Left-handed People Could Be Getting the Wrong Mental Health Treatment, Research Suggests

Most scientific studies into which side of the brain deals with different emotions have focused on right-handed people, and this could mean some treatments for mental illness could not work, or worse, harm left-handed people, researchers believe.

For around four decades, scientists have believed the left side of the brain is in charge of what are known as "approach emotions," which relate to how we approach the world, such as anger and pride. The right side was thought to be linked to avoidance behaviors such as fear.

Hundreds of studies support this view, but the vast majority were carried out on right-handed people. This may have created a false idea of how the brain processes emotions.

Now, researchers at Cornell University believe the handling of approach and avoidance behaviors are based on the dominant and non-dominant sides of our brains, respectively.

Scientists believe the dominant hemisphere of our brains deals with approach emotions. Getty Images

"The 'textbook' model, which holds that positive, approach-related emotions are in the left-hemisphere and negative, avoidance-related emotions are in the right has been validated by hundreds of studies, but this pattern was never predicted, and it's never been explained," Daniel Casasanto, associate professor of human development and psychology at Cornell University, told Newsweek.

The team led by Casasanto believe how the brain deals with emotions in left-handed people is the opposite of right-handed people. Emotions such as alertness and determination are handled in the right side of the brain in left-handed people, for example.

To test their hypothesis, scientists stimulated the brains of 25 healthy participants, using a painless electrical current, to see if approach emotions could be triggered, depending on the side of the brain stimulated.

The individuals were stimulated for 20 minutes per day for five days, and noted their feelings of emotions such as pride and happiness before and after the stimulation. The results indicated the dominant side of brains are in control of approach emotions, while the non-dominant side is associated with avoidance.

"This study changes the way we understand not just how emotion is organized in the brain, but also why it's organized that way," professor Casasanto told Newsweek. "Neural circuits for approach-and-avoidance-related emotions piggyback on neural circuits for performing approach-and-avoidance-related actions with our hands. Since righties and lefties tend to perform these actions differently—using opposite hands—emotions follow the opposite organization in their brains."

The results mirrored previous studies by the researchers where positive emotions were prompted by stimulating the left-hemisphere of right-handed people's brains, and visa versa in left-handed individuals.

The authors of the study, published in Philosophical Transactions of the Royal Society B: Biological Sciences have dubbed this the "sword and shield hypothesis." The name is derived from sword fighters who would hold their swords in their dominant hand to attack and protect themselves with their non-dominant arm.

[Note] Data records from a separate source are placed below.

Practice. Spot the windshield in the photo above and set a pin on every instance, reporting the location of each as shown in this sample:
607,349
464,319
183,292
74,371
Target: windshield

The findings could change mental health treatments such as neural therapy, in which the left side of the brain is given mild electrical or magnetic stimulation to boost approach emotions. The team fear that if the left side of the brain is dominant for a left-handed person, this could have the opposite of the intended effect.

As the research was carried out in healthy individuals, more research is now needed to establish whether this risk is seen in real-life patients.

"Depression and anxiety disorders affect over 20 million Americans. That means a lot of people could be hurt by using treatments predicated on the 'old' model of emotion in the brain," said Casasanto.

This article has been updated with quotes from Professor Daniel Casasanto.